A powerful company with a religious agenda is now dictating a school curriculum in Oklahoma. Something called the “Museum of the Bible Curriculum,” created by Hobby Lobby president Steve Green will be beta-tested in an Oklahoma school district later this year.
Green hopes the program — which will be overseen by Jerry Pattengale, head of the Green Scholars Initiative — will be placed in “hundreds” of high schools by 2016, and “thousands” by 2017. It is a four-year elective course in which students will study the narrative, history, and impact of the Bible on Western Civilization. Because the book is being taught within an academic purview, it does not violate the Establishment Clause of the Constitution as interpreted by the Supreme Court in Abington School District v. Schempp.

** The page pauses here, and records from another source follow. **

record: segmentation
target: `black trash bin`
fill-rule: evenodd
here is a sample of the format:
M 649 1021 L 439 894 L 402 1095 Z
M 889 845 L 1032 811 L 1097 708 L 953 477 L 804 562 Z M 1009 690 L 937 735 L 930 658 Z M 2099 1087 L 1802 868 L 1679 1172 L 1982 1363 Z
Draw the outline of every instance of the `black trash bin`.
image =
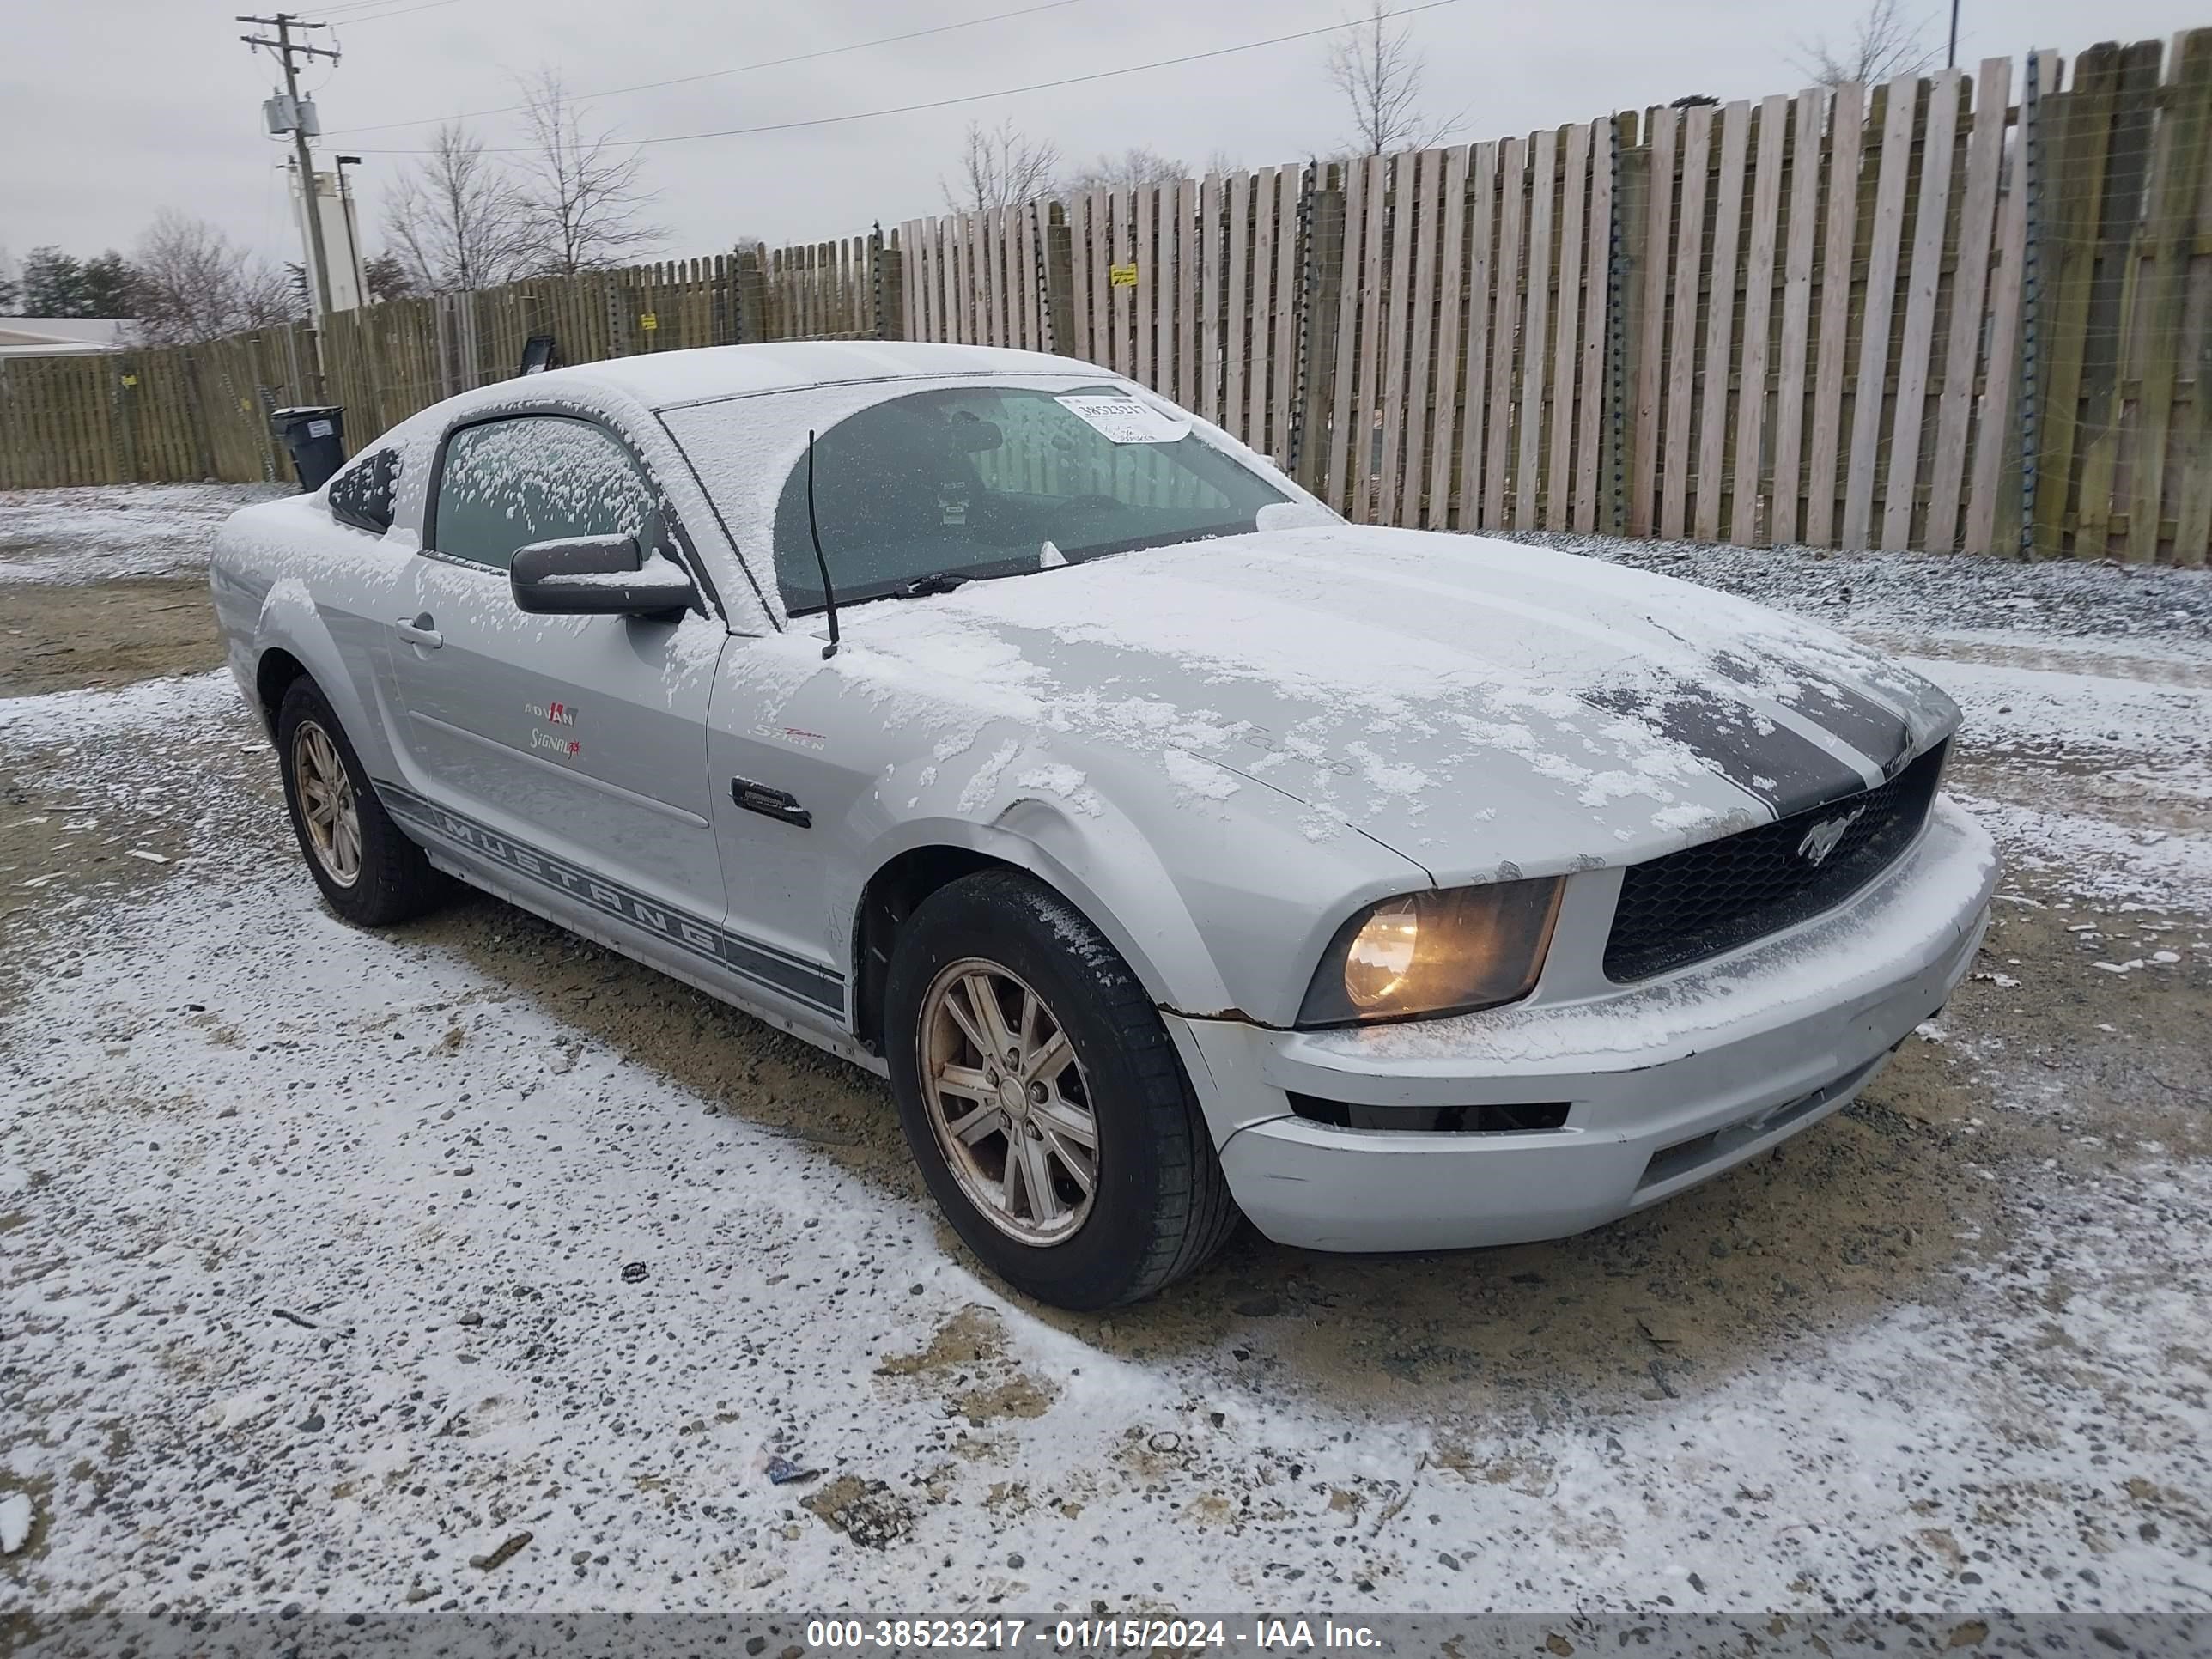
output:
M 291 453 L 303 492 L 320 489 L 345 465 L 345 410 L 339 405 L 279 409 L 269 419 Z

“Nothing we have said here indicates that such study of the Bible,” the Court decided, “when presented objectively as part of a secular program of education, may not be effected consistently with the First Amendment.”
Statements made by Green when he received the 2013 Templeton Prize for Progress Toward Research or Discoveries about Spiritual Realities strongly suggest that the material in the Museum of the Bible Curriculum will neither be “presented objectively” nor “part of a secular program.”
In the speech, Green refers to the Bible as a “reliable historical document” that’s had a “great impact on the world,” but that people don’t understand that impact. “It’s our job to point that out,” Green said, “to show that whether it be our government, education, science, art, literature, family, on and on in every area of our life.”